Millions of people become targets of cyberattacks every year. Criminals use various phishing schemes to gather your personal information and gain access to your accounts and financial data. A compromised bank account, especially if it involves a form of identity theft, can cost you dearly.
Prevention and active monitoring are the best ways to prevent a breach of your financial information. Unfortunately, many of us still fall victim to a cyberattack. If you suspect that your credentials have been compromised, take immediate action.
The first thing you should do is notify your bank or other financial institution right away if you notice suspicious activity on your bank account. Also, reach out if you experience loss or theft of physical items such as your debit or credit card, IDs, and passports.
Contacting your financial institution is the most effective tactic to mitigate damage to your financial data.
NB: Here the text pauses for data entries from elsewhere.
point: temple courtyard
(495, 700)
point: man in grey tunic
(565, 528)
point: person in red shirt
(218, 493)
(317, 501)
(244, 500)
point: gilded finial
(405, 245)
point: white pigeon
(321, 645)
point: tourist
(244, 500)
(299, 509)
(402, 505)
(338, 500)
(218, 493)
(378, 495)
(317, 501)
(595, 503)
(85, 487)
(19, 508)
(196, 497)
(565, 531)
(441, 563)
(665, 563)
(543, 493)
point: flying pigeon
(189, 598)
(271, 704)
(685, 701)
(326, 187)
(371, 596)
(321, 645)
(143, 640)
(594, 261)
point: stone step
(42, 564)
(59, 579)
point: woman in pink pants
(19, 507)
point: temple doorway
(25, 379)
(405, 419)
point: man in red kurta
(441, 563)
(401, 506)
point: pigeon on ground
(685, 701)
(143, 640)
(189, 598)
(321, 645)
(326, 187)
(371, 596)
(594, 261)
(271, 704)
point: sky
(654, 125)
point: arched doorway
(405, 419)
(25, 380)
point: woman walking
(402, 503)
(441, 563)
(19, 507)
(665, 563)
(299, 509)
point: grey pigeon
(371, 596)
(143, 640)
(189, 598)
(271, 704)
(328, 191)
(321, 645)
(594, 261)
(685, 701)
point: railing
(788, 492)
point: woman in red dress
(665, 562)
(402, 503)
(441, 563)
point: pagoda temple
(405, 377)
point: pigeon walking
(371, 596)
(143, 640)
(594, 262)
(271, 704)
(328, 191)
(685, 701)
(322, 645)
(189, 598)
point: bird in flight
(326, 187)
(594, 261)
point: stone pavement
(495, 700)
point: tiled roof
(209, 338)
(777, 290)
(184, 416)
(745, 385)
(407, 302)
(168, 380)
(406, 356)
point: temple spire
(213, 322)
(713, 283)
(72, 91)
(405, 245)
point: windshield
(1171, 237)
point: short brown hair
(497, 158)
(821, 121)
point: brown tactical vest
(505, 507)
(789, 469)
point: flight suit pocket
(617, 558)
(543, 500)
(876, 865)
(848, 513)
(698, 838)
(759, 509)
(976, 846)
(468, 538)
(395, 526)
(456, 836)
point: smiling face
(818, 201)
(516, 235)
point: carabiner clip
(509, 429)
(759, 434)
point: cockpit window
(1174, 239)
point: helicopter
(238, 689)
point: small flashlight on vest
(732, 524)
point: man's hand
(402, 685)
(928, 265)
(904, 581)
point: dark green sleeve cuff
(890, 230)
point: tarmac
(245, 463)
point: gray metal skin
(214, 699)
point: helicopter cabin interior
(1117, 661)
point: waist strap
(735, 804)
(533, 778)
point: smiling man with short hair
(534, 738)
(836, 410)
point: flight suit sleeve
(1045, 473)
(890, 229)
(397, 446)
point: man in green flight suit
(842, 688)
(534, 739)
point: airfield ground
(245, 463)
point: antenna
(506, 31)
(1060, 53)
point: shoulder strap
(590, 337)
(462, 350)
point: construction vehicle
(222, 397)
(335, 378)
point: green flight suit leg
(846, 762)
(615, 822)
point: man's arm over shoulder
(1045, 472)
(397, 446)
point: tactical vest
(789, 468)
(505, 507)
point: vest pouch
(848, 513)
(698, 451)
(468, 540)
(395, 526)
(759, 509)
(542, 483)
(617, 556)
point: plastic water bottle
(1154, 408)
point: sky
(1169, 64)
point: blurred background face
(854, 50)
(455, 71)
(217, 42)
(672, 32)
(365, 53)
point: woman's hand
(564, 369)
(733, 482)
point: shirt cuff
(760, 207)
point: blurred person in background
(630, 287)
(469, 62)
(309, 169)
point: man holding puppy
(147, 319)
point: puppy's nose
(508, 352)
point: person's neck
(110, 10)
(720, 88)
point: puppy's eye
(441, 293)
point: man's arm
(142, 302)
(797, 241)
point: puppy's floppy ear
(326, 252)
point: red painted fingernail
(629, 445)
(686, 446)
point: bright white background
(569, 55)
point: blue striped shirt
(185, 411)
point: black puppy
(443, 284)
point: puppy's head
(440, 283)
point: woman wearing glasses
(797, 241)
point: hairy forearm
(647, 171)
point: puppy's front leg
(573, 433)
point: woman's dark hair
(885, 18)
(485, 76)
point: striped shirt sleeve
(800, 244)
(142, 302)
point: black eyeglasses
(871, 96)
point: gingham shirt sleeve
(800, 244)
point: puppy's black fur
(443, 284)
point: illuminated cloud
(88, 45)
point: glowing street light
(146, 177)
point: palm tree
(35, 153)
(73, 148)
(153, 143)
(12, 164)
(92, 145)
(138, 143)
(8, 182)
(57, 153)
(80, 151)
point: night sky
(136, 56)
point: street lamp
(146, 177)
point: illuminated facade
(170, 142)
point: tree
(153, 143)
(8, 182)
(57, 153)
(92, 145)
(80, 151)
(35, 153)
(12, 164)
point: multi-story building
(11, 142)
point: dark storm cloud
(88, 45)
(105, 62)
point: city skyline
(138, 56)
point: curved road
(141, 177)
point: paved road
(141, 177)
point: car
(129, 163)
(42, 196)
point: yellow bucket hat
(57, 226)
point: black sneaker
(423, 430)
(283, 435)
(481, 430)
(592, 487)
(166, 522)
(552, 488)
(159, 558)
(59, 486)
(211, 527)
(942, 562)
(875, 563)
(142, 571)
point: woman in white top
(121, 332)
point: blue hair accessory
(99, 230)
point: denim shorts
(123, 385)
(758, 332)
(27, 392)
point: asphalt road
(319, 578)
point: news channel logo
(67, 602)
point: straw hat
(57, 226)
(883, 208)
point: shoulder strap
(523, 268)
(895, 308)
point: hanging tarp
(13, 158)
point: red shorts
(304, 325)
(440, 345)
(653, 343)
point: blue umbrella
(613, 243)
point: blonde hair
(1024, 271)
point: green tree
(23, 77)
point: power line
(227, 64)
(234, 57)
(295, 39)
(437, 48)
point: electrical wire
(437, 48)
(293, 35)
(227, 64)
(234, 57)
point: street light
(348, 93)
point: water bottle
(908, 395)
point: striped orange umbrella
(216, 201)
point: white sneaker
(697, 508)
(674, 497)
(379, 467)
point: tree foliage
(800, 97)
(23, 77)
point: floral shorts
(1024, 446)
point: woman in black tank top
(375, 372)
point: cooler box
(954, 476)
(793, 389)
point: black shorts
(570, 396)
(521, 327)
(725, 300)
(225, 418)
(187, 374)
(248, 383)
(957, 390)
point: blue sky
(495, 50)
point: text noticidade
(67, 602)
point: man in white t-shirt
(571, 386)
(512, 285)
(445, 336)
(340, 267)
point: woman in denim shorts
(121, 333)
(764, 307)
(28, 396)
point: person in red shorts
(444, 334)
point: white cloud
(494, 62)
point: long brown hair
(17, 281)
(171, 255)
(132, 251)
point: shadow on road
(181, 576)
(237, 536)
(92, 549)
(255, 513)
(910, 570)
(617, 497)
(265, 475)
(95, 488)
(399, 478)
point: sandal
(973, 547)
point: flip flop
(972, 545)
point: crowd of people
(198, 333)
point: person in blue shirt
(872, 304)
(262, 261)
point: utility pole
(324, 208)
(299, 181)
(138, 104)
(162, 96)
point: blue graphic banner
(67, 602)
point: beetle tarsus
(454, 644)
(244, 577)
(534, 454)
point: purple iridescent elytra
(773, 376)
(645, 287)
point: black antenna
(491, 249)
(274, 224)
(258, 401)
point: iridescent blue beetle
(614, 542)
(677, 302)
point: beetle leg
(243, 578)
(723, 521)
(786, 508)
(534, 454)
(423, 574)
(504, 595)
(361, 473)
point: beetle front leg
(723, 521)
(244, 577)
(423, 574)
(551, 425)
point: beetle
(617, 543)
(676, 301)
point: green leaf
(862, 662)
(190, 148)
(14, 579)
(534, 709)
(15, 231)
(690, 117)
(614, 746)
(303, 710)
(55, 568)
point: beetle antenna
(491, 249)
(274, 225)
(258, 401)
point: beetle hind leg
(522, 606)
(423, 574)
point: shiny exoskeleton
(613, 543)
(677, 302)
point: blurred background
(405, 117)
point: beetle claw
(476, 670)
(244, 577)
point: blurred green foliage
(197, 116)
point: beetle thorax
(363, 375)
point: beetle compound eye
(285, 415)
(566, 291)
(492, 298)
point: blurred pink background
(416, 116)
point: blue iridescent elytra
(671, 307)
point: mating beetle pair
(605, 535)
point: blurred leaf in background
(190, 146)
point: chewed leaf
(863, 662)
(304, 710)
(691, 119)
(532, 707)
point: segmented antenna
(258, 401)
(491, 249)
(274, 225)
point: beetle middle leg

Reporting cyber and physical hacks will allow it to act immediately and freeze your accounts. In addition, reporting those incidents alerts the institution to other possible security vulnerabilities so it can prevent other incidents from occurring.
Confirm with a verifiable source that your information is compromised. Hackers have been using scarier and more challenging tactics in recent years in which they claim to represent one of your financial institutions.
That recent impersonation tactic is known as "spoofing" and can be hard to detect even to the trained eye. Hackers will take extreme measures in many cases to pretend to be a source that will gain your trust. Business names, email addresses, and even caller ID tags may look legitimate under a spoofing scheme.
Some groups will even set up a phony customer hotline in which they have a person to try to persuade you to share your financial data.
To counter spoofing schemes, be cautious of any unsolicited fraud detection or messaging, especially when the messaging comes from unusual communication channels. Be sure to verify that a data breach is legitimate by contacting the direct customer-assistance hotline listed on the corporate website.
Consumer bank account data breaches are governed by the Federal Reserve Regulation E. Protections covering electronic fund transfers include liability protection for stolen funds.
Victims of bank fraud may still be subject to minimal damages, but those costs are capped at between $50 and $500.
Under the regulation, incidents must be reported in a timely fashion to qualify for federally protected coverage. Generally, the timeframe covers a period between two and 60 days after an incident. Financial institutions are also required to investigate and resolve bank fraud claims within a specified period.
Depending on the nature of the attack, your entire credit history may be at risk. In the short term, criminals who gain access to your credit card account can continue racking up expenses using your identity. Over the long term, unauthorized credit cards or loans opened in your name will hurt your access to credit in the future.
Usually, your financial institution will cancel your credit card if the account is breached. If it has not automatically issued a new one, contact the financial institution to inquire about a replacement.
Another smart strategy is to obtain a free credit report from one of the major credit bureaus to assess any impact on your credit history. You should also monitor that history for fraudulent credit transactions to keep your financial well-being in shape.
After dealing with a security incident, you will likely never want to encounter another. In the short term, the best option is to change your login credentials. Keep up to date by following industry best practices when it comes to user access security.
Be sure to incorporate methods such as two-factor authentication and creating complex passwords when opening your digital banking accounts. As mobile banking becomes more popular, some additional security tips include connecting through a virtual private network to gain access directly to the company application rather than through an unsecured web browser on a public connection.
Following these tips and guidelines is a starting point for responding to a suspected attack on your financial data.